Qu’on croit en la survivance de l’âme ou pas, qu’on croit en une vie après la vie ou pas, qu’on ait des croyances, des certitudes, religieuses ou spirituelles, ou pas, une chose est certaine : nous sommes vivants, ici et maintenant. Nous avançons sur cette Terre avec notre histoire, nos forces, nos faiblesses, nos joies, nos chagrins, nos ressources et nos traumas… Et au fond, nous aspirons tous à être en paix avec nous-mêmes.
Rien n’est plus terrible que de vivre avec des remords, avec une culpabilité qui ronge… Nous n’avons pas de pouvoir sur tout. C’est ainsi. Mais nous avons du pouvoir sur ce que nous semons (s’aimons), sur ce que nous créons dans la vie. Nous avons du pouvoir sur ce que nous sommes, sur nos pensées, nos paroles, nos actes – et donc sur leurs conséquences. Vivre avec authenticité. Vivre en conscience. Conscience de l’impact de nos pensées, de nos paroles et de nos actes sur notre vie, sur les autres, sur nous-mêmes.
Peu importe que nous soyons convaincus d’avoir choisi ces épreuves et ces rencontres d’âme avant de nous incarner ou pas. Peu importe que nous pensions que tout est écrit ou non. Car au final, nous les vivons, ces rencontres. Nous les traversons, ces épreuves. Et nous subissons ou assumons les conséquences de nos choix, de nos actes, de ce que nous créons ici et maintenant.
Je vais parler de mon histoire.
Quand Stéphane est décédé, j’avais 21 ans. Nous vivions ensemble depuis cinq ans. Nous nous aimions profondément. Mais nous étions jeunes, immatures, étouffés par notre ego. Il est mort à 25 ans, en mission militaire, à 8 000 km de chez nous, parti pour quatre mois. Et nous étions en froid. Une dispute, au final absurde, une histoire d’orgueil.
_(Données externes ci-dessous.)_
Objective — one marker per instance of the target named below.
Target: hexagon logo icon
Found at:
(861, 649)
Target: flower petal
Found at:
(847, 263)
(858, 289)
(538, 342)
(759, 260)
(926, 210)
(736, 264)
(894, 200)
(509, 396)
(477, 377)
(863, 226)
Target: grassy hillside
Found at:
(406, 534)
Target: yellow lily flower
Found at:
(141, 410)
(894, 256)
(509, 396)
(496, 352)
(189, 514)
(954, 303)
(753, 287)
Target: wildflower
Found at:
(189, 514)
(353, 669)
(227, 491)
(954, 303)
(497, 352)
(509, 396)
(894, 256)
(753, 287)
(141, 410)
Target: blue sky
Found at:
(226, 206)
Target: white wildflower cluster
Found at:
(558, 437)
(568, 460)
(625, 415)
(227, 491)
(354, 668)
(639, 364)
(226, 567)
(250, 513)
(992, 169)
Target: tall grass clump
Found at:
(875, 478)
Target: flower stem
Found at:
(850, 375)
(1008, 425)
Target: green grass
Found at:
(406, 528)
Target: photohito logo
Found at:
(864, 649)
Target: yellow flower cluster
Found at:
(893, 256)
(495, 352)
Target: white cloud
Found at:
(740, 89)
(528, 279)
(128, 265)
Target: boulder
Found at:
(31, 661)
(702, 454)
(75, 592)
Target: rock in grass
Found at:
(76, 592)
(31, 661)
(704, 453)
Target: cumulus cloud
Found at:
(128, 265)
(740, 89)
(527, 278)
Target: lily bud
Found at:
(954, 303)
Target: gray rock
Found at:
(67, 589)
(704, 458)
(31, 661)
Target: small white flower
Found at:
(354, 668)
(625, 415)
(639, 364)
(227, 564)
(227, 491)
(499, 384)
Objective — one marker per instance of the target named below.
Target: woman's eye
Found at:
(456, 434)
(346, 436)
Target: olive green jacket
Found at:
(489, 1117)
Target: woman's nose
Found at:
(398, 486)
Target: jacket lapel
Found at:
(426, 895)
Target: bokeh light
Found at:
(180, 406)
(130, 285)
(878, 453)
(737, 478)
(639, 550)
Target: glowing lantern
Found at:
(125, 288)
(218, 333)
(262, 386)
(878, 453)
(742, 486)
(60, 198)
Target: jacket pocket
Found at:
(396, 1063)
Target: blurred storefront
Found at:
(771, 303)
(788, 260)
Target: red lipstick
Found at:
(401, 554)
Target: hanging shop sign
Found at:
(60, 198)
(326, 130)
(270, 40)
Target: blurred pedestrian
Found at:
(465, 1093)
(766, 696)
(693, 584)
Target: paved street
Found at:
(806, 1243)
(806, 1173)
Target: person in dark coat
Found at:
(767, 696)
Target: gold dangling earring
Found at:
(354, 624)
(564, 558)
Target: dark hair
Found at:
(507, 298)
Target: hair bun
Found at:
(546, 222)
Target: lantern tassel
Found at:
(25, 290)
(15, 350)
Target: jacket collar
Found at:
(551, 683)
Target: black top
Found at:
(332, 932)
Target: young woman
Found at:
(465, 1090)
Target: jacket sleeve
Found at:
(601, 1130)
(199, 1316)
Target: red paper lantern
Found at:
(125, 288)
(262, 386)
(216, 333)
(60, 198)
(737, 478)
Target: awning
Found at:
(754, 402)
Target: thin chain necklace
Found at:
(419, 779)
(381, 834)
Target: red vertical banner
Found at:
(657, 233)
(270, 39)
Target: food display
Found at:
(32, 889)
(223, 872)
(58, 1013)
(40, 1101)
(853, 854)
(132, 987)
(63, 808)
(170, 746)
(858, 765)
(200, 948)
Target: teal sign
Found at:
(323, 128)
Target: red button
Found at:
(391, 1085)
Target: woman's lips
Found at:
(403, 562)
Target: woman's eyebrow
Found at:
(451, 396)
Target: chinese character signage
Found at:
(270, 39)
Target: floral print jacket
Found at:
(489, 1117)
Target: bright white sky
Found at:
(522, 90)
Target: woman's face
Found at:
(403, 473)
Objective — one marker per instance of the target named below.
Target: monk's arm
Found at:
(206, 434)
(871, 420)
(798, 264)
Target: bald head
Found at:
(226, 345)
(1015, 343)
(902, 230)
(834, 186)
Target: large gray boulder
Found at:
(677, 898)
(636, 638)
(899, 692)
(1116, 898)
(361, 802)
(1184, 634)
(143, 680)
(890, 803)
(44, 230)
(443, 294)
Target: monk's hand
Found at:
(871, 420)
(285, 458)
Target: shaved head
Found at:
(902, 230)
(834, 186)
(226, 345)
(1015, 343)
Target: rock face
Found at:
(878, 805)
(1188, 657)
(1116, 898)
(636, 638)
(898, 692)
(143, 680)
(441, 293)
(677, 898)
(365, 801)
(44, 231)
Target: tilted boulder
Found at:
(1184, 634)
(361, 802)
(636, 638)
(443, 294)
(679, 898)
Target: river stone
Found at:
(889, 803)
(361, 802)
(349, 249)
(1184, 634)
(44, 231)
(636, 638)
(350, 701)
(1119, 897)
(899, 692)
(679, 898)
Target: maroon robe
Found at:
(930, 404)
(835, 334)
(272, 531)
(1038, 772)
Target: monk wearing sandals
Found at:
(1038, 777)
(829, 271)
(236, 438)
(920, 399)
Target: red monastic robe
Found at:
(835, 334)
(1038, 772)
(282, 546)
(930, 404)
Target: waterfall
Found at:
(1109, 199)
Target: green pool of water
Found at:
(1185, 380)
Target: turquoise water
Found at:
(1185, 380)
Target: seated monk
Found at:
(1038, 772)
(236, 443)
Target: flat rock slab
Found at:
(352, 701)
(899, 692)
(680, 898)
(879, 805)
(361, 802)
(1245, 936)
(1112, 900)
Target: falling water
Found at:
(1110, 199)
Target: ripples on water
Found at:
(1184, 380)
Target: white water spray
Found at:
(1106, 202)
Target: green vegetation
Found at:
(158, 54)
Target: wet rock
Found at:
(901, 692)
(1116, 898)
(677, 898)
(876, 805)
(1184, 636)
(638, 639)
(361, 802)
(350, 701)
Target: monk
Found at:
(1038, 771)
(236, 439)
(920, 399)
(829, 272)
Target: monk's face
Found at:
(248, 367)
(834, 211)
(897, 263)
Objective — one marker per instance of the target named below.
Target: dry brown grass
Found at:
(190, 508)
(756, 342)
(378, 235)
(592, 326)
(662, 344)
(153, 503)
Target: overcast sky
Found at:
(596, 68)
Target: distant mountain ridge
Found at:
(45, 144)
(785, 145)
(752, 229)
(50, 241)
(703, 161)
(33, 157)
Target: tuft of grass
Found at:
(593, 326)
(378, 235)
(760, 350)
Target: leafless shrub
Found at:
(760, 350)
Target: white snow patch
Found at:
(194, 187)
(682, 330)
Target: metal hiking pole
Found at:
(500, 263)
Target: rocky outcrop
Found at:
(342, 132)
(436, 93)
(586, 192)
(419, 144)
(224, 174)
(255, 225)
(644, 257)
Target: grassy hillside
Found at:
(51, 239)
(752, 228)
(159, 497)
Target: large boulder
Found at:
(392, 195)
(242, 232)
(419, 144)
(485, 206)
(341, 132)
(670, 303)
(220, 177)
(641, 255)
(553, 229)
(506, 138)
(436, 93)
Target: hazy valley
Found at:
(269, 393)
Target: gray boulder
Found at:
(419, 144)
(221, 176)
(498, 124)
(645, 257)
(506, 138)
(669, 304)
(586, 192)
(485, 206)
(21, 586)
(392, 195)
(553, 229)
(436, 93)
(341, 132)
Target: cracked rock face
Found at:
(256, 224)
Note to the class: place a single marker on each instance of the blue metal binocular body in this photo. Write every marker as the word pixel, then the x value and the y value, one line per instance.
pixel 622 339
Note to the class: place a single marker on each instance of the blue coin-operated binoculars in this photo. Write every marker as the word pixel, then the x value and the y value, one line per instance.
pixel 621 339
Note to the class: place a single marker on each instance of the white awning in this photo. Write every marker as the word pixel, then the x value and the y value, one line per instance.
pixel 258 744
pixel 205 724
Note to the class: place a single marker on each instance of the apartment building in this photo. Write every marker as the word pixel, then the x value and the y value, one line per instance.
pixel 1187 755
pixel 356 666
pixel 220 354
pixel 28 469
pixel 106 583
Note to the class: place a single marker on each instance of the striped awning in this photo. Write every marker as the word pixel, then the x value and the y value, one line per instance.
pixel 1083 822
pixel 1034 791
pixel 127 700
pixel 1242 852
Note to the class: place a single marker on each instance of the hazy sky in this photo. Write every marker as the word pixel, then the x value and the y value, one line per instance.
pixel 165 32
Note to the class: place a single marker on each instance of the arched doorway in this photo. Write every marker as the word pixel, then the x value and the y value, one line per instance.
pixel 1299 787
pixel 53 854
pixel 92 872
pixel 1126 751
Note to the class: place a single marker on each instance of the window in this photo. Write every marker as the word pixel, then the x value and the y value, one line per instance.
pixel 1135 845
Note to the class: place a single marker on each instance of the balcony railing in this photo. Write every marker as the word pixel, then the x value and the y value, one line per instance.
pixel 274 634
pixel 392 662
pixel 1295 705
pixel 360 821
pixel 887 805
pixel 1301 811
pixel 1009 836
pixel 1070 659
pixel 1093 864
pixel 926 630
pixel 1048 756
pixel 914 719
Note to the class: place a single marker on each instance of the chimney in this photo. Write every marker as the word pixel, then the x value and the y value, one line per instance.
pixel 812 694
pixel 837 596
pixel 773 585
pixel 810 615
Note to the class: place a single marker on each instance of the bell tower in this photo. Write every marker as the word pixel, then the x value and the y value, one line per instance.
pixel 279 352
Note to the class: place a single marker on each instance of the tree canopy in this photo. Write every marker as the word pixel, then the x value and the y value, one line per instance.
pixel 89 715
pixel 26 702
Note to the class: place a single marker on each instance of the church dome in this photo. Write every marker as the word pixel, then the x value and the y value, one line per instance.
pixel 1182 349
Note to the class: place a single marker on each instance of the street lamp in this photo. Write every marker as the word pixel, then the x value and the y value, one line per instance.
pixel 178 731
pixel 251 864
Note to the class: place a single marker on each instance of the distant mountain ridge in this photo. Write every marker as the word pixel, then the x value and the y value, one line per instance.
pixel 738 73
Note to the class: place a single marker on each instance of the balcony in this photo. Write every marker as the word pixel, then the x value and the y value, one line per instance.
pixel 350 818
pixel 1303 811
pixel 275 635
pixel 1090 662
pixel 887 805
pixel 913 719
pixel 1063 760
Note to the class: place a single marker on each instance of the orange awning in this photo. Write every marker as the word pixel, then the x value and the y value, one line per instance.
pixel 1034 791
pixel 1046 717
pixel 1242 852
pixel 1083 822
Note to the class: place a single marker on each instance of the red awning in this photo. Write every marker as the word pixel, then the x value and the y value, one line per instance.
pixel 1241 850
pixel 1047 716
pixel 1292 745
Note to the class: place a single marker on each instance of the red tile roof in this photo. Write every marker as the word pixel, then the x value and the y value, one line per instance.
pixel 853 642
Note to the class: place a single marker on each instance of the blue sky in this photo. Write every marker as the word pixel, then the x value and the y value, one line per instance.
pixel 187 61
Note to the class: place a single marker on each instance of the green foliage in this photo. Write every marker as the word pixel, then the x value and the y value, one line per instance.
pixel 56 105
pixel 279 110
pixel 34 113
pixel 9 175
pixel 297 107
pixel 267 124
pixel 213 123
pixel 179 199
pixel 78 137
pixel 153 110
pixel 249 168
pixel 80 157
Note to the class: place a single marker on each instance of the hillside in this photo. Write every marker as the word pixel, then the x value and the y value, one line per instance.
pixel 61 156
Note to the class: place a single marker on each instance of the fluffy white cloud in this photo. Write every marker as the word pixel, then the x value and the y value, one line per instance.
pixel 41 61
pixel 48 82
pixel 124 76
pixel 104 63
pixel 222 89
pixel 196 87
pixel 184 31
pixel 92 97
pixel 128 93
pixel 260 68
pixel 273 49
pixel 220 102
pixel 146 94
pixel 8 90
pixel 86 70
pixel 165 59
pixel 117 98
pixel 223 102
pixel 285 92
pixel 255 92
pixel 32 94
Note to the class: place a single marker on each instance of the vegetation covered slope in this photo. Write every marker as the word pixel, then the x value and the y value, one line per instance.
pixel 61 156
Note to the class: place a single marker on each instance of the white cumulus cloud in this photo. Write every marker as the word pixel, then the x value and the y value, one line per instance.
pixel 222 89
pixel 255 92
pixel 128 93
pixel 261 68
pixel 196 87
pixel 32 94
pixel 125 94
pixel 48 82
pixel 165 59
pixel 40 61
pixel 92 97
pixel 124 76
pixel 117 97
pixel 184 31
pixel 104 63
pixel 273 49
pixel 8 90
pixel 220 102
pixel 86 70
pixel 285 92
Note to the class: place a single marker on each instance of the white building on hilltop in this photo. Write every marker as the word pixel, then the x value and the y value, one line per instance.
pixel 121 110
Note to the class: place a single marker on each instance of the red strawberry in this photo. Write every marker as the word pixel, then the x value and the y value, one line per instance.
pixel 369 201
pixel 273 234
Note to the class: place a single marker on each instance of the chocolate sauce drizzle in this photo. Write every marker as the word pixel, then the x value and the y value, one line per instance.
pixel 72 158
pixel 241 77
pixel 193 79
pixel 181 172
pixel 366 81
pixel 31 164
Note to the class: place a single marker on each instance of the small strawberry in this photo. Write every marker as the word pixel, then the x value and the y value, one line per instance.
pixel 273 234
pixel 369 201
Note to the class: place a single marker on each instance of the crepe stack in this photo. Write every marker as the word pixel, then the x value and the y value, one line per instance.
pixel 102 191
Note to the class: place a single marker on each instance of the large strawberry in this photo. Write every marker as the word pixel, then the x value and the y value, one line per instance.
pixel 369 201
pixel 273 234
Chacun campé sur ses positions, incapables de nous dire notre amour, de reconnaître nos torts, de nous montrer vulnérables. Et il est mort.
Au-delà de la souffrance de sa disparition, j’ai longtemps porté une culpabilité écrasante. Des années à regretter de ne pas lui avoir avoué certaines erreurs, de ne pas avoir dépassé ma fierté pour lui dire que, malgré tout, je l’aimais. Car oui, malgré tout, je l’aimais. Des regrets aussi qu’il n’ait pas, lui non plus, eu cette capacité à lâcher prise et à ouvrir son cœur pleinement.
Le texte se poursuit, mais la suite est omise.